Besides New York, only one other state — Delaware — uses full-face ballots statewide, although some counties in Arkansas, Indiana, Kentucky, Louisiana, New Jersey, Pennsylvania and Tennessee also use them, according to David C. Kimball, a political scientist at the University of Missouri at St. Louis and a co-author of the Brennan Center report.
For the report, Dr. Kimball reviewed election records for thousands of counties in 2000, 2002 and 2004. He compared the residual-vote rate — the difference between the number of ballots cast and the number of valid votes cast in a particular contest — across several voting systems. Residual votes occur because of “undervoting,” when voters intentionally or unintentionally make no selection, or by “overvoting,” when voters select too many candidates, invalidating the ballot for a particular contest.
Dr. Kimball found that elections involving both a touch-screen or push-button system and a full-face ballot generated a residual vote rate of 1.2 percent, compared with 0.7 percent for optical-scan ballots that are counted at the precinct.
For the study, he examined records for the 2004 presidential election from 2,402 counties.

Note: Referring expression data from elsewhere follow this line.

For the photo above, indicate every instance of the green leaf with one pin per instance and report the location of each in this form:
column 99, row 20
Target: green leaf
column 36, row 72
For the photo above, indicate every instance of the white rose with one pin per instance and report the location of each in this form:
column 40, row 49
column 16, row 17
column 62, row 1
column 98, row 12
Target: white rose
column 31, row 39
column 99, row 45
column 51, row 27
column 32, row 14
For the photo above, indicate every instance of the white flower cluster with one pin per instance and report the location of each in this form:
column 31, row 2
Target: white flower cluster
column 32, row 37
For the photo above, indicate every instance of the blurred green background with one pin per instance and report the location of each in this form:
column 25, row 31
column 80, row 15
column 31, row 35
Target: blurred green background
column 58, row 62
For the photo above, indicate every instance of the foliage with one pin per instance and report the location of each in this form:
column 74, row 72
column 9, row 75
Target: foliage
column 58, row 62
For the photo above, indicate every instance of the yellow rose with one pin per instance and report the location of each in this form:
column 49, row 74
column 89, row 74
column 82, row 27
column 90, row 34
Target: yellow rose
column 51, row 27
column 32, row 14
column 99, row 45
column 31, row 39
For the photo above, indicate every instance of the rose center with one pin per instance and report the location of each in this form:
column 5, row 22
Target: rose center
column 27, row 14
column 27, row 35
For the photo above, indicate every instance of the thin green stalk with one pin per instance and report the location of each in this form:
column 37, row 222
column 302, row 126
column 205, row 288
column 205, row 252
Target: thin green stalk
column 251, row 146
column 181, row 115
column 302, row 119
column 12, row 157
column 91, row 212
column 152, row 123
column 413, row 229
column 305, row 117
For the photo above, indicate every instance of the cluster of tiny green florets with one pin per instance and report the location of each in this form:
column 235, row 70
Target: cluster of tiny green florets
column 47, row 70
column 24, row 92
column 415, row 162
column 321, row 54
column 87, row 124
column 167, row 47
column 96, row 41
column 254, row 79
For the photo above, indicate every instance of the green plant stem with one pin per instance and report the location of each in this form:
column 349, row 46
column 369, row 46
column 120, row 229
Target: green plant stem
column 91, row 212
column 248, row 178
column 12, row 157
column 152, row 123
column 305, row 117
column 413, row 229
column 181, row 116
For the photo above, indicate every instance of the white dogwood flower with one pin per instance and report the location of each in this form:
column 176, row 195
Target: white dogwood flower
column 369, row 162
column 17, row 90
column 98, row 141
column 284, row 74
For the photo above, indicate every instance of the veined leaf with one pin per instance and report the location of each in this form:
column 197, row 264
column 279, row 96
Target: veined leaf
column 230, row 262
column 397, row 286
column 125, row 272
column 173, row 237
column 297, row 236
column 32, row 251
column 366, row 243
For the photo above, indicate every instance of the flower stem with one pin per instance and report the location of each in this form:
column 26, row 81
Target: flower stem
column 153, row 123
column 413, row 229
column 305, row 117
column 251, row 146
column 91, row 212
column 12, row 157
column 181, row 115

He found that the disparity between the two systems, in the percentage of unrecorded votes, was even higher in counties where the median income was less than $25,000 (2.8 percent versus 1.4 percent), where blacks made up more than 30 percent of the population (1.3 percent versus 0.9 percent) and where Hispanics made up more than 30 percent of the population (2.0 percent versus 1.2 percent).
(The report also examined two variants of the main new voting systems that are not applicable in New York State. These are optical-scan ballots that are counted centrally and do not allow voters to check their ballot for errors, and “scrolling” direct-recording electronic systems, which do not meet the “full face” requirement.)
“Any design feature that makes it more confusing or places more of a burden on the user increases the likelihood of errors, and that effect is more dramatic in low-income and minority communities,” Dr. Kimball said.
Mr. Norden added: “The digital divide is real. Full-face touch screen will put low-income and minority voters at a particular disadvantage.”
The report’s other two authors were Jeremy M. Creelan of the law firm Jenner & Block and Whitney Quesenberry, a designer who helps companies makes their Web sites easier to use.